If you want to generate lots of line noise, I guess this is one way to do it.

Andrew, if you don't mind me asking, what is it that you are wanting to do switching here?

-Chris
 
Kind of sounds like a circuit we needed to fire antiparallel SCR's into a highly inductive load. It was a high current test set capable of around 50 kA. We needed to remove any chance of DC offset, which is affected by the initial firing angle and X/R ratio of the load (which would change slightly from device to device).

The circuit would find the zero crossing and trigger a 555. Simple one-shot with adjustable time delay to effectively dial in the amount of needed delay. Typically about 70 degrees of delay was just right for a wide range of loads, but we had the ability to tweak as necessary. Once the circuit was fired, it was simply gated on continuously to maintain AC switch behavior.

What is your application?
 
Hi,
Starting anything at the absolute peak voltage will generally cause a lot of inrush current. The reason that zero crossing detectors exist is to connect the the mains with a minimal amount of fuss and bother from the load circuit.

If you want to generate lots of line noise, I guess this is one way to do it.
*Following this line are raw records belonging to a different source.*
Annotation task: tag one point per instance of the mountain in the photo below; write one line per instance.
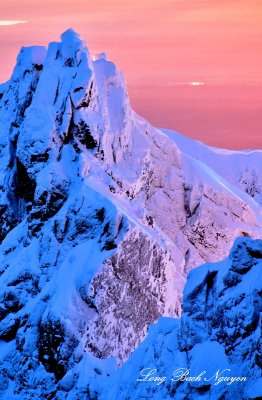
(102, 216)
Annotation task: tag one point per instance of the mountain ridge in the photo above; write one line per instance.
(101, 216)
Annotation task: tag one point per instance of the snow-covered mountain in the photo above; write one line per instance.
(101, 218)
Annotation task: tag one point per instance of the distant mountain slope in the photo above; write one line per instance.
(101, 218)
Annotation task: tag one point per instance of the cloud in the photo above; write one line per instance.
(6, 22)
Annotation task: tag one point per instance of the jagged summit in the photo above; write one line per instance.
(101, 218)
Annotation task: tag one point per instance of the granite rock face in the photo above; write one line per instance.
(101, 218)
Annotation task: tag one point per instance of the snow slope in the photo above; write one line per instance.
(101, 218)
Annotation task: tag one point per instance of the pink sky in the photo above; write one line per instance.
(162, 46)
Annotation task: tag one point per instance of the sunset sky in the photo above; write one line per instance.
(163, 46)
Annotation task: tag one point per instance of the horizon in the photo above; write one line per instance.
(192, 67)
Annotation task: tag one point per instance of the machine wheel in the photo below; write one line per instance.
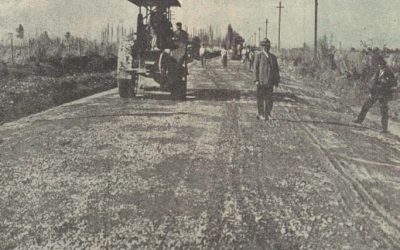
(128, 87)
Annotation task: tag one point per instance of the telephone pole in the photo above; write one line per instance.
(12, 46)
(316, 30)
(280, 7)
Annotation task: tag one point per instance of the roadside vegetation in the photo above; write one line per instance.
(346, 73)
(42, 72)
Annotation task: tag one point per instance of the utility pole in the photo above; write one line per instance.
(280, 7)
(12, 46)
(316, 30)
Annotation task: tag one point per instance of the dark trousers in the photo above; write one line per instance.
(265, 99)
(383, 104)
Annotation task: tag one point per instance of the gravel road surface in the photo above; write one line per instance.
(153, 173)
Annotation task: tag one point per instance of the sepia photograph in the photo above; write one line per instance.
(200, 124)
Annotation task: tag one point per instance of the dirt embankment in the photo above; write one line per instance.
(37, 86)
(350, 91)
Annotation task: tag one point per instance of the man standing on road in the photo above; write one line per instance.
(266, 74)
(202, 53)
(384, 84)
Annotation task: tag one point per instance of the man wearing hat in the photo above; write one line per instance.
(266, 74)
(180, 34)
(384, 84)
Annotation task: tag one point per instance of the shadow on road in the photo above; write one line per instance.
(147, 114)
(220, 95)
(325, 123)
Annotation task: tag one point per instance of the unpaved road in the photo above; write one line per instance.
(152, 173)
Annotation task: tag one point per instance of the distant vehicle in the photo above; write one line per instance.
(154, 52)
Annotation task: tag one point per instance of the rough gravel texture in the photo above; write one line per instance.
(153, 173)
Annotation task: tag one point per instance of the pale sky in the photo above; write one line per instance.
(349, 21)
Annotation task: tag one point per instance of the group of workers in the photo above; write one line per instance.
(267, 77)
(266, 74)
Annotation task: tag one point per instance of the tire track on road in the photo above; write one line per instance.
(391, 226)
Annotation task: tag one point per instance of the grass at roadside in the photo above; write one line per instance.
(27, 95)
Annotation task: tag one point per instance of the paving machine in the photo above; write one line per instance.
(156, 51)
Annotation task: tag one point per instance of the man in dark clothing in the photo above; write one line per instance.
(382, 89)
(180, 34)
(266, 74)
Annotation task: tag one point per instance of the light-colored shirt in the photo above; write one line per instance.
(266, 53)
(202, 51)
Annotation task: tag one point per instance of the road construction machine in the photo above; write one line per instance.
(155, 51)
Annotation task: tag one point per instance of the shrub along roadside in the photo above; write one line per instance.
(29, 95)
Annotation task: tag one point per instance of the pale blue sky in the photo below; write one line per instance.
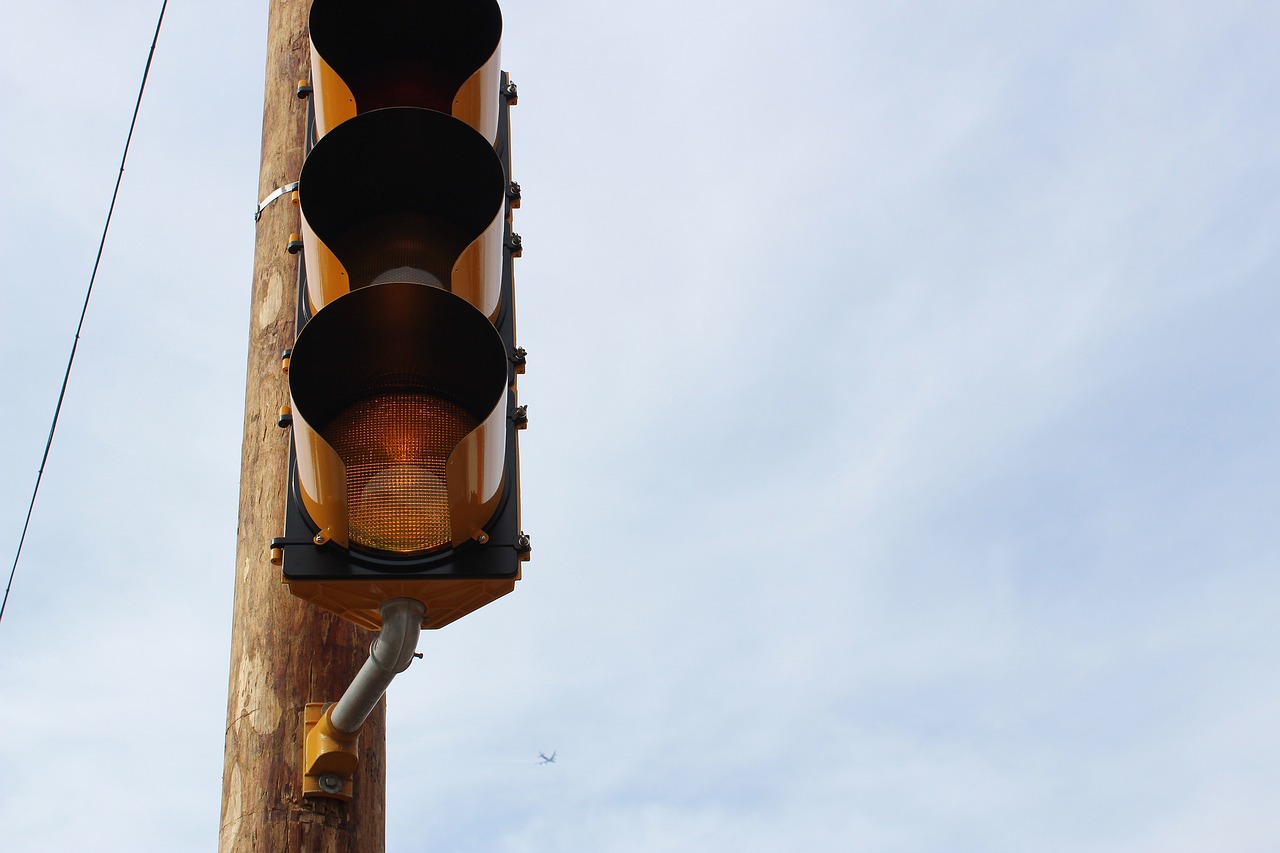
(903, 463)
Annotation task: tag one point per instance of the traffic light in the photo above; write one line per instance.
(403, 471)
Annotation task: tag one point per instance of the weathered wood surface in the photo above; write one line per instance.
(284, 652)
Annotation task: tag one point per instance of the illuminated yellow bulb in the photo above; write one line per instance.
(396, 447)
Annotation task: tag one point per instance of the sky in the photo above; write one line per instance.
(903, 388)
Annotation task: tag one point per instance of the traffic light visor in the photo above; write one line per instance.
(440, 55)
(403, 195)
(400, 398)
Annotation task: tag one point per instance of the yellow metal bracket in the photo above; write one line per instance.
(329, 756)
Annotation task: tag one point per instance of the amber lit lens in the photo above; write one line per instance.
(396, 447)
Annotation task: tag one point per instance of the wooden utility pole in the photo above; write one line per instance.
(284, 652)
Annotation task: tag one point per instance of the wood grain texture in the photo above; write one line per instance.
(284, 652)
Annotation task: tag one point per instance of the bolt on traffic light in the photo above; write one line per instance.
(402, 379)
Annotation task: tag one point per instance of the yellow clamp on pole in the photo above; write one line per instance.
(329, 756)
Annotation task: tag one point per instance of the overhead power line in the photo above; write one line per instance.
(80, 325)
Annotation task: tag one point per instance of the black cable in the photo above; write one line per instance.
(88, 292)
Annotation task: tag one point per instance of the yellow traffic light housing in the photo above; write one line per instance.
(405, 478)
(443, 56)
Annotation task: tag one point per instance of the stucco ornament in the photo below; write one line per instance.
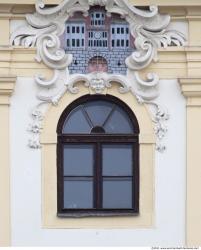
(148, 27)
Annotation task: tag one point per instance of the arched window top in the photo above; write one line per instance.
(98, 115)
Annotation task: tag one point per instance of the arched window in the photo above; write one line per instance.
(97, 157)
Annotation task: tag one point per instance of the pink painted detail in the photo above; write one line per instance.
(97, 64)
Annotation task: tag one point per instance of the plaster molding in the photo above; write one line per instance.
(148, 27)
(7, 85)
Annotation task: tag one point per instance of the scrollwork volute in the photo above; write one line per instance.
(148, 27)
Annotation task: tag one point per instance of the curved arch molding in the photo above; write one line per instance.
(150, 30)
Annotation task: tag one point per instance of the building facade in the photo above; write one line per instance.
(100, 123)
(97, 39)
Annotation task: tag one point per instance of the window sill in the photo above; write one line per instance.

Andrew, if you don't mind me asking, what is it that you are wanting to do switching here?

-Chris
I would like to try a soft start using a triac as the resistor bypass
and if using one for that, then another triac to turn on the transformer from a cold start.
But a transformer starting at zero crossing is almost worst case for starting current.
Turning on at maximum voltage reduces the starting current significantly.
That may allow a much lower added resistance, or if it turns out to be very good, then no added resistance and saving the delay triac that bypasses the resistor.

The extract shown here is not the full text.